Atomic operations on several transactionless external systems
Say you have an application connecting 3 different external systems. You need to update something in all 3. In case of a failure, you need to roll back the operations. This is not a hard thing to implement, but say operation 3 fails, and when rolling back, the rollback for operation 1 fails! Now the first external system is in an invalid state...
I'm thinking a possible solution is to shut down the application and forcing a manual fix of the external system, but then again... It might already have used this information (and perhaps that's why it failed), or we might not have sufficient access. Or it might not even be a good way to rollback the action!
Are there some good ways of handling such cases?
EDIT: Some application details..
It's a multi user web application. Most of the work is done with scheduled jobs (through Quartz.Net), so most operations is run in it's own thread. Some user actions should trigger jobs that update several systems though. The external systems are somewhat unstable.
I Was thinking of changing the application to use the Command and Unit Of Work pattern
Two-Phase Commit (2PC) might be suitable here.
The first phase is getting the various databases to agree that they are willing to go ahead with the commit. In your example, database 1 won't proceed with the write until it is sure that all three databases have reported that the transaction will be possible.
This compares with the process that you are describing that is an "optimistic" approach - Database 1 will assume the transaction should go through until it learns otherwise, and is forced to rollback.
Would you like to explain further how the rollback of operation 1 could fail?
The state it is aiming to get to is one that it has been in before, so it should be logically consistent. There might be transient issues like network failure, but it might be the case that the best way to deal with that is to retry until the problems goes away.
If the problem is that subsequent transactions have locked or changed the data in the meantime, then you have a much larger problem - your transactions are not atomic, and rolling them back may cause the output of other transactions to become invalid.
Depending on the size of the application (single user vs. enterprise), shutting down the application might be a bad idea.

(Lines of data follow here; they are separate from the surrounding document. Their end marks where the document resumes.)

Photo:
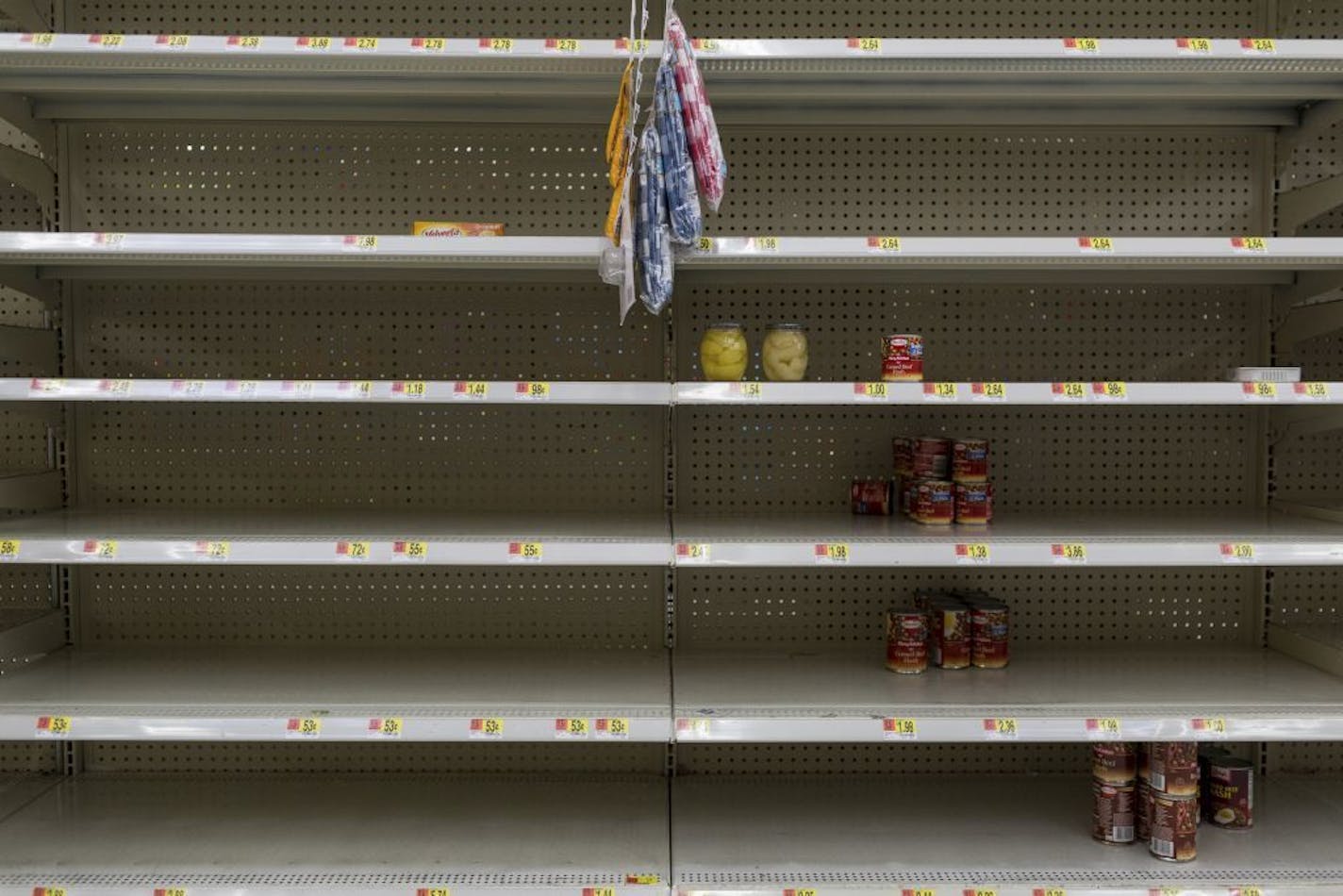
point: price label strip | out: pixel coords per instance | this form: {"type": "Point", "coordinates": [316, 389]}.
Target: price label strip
{"type": "Point", "coordinates": [972, 554]}
{"type": "Point", "coordinates": [572, 728]}
{"type": "Point", "coordinates": [1068, 391]}
{"type": "Point", "coordinates": [900, 730]}
{"type": "Point", "coordinates": [870, 391]}
{"type": "Point", "coordinates": [1104, 728]}
{"type": "Point", "coordinates": [1068, 554]}
{"type": "Point", "coordinates": [487, 728]}
{"type": "Point", "coordinates": [832, 553]}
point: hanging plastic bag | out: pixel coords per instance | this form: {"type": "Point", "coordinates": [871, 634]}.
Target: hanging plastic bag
{"type": "Point", "coordinates": [677, 170]}
{"type": "Point", "coordinates": [702, 132]}
{"type": "Point", "coordinates": [653, 235]}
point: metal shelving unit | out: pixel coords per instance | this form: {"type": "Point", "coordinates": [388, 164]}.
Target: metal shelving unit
{"type": "Point", "coordinates": [340, 559]}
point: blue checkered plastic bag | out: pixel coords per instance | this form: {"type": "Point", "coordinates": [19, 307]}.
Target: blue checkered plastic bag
{"type": "Point", "coordinates": [677, 168]}
{"type": "Point", "coordinates": [653, 235]}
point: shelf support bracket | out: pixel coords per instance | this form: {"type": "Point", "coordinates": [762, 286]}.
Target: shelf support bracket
{"type": "Point", "coordinates": [32, 174]}
{"type": "Point", "coordinates": [25, 13]}
{"type": "Point", "coordinates": [1311, 123]}
{"type": "Point", "coordinates": [1302, 205]}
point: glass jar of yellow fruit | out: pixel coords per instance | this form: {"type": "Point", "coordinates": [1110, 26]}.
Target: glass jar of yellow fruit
{"type": "Point", "coordinates": [785, 352]}
{"type": "Point", "coordinates": [722, 352]}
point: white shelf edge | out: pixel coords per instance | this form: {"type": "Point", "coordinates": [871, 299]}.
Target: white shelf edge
{"type": "Point", "coordinates": [469, 392]}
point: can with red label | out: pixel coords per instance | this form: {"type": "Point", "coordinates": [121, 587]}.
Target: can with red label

First of all, I'd suggest saving the initial state of the information being changed in the 3 external apps to storage local to your own app. That means you can at least determine what the rollback state is supposed to be should your app crash/the rollback fail/etc. Once the transaction has successfully committed you can then delete this data.
What to do when one of the operations fails depends on the functionality of the 3 external systems. Let's assume that one of these systems holds employee data. Shutting down the application simply because one employee's address is wrong due to a failed transaction is overkill. It's much better to simply check the failed transaction log (ie. the local storage to which you saved the initial states of the 3 external apps) whenever an employee's data is accessed. If that employee data is flagged as invalid, throw an error indicating that the record is in an invalid state and cannot be retrieved.
However, if the entire external system will be thrown into disarray by a failed transaction, then yes - there's nothing you can do here but shut down your app until the problem is fixed.
Oddthinking's answer is a good one, but limited because it is very difficult to actually reliably do a 2PC. This has been known in the distributed computing community for quite a while, though lots of people try their best to just ignore it.
If you're interested in delving deeper into this area, the Paxos consensus algorithm is a good place to start. And be aware that this is a surprisingly difficult problem, precisely because of both the problems you allude to and the fact that it's actually impossible to build a truly reliable messaging system that can deliver a message in a bounded amount of time. (To understand why that's true, consider that someone with a backhoe might wipe out all the network links between the various communicating parties…)
I suspect the real fix is design the architecture of the overall system and how you roll out changes across it so that a loss of communications in one area is not catastrophic. This might or might not be easy to do, depending on the exact details.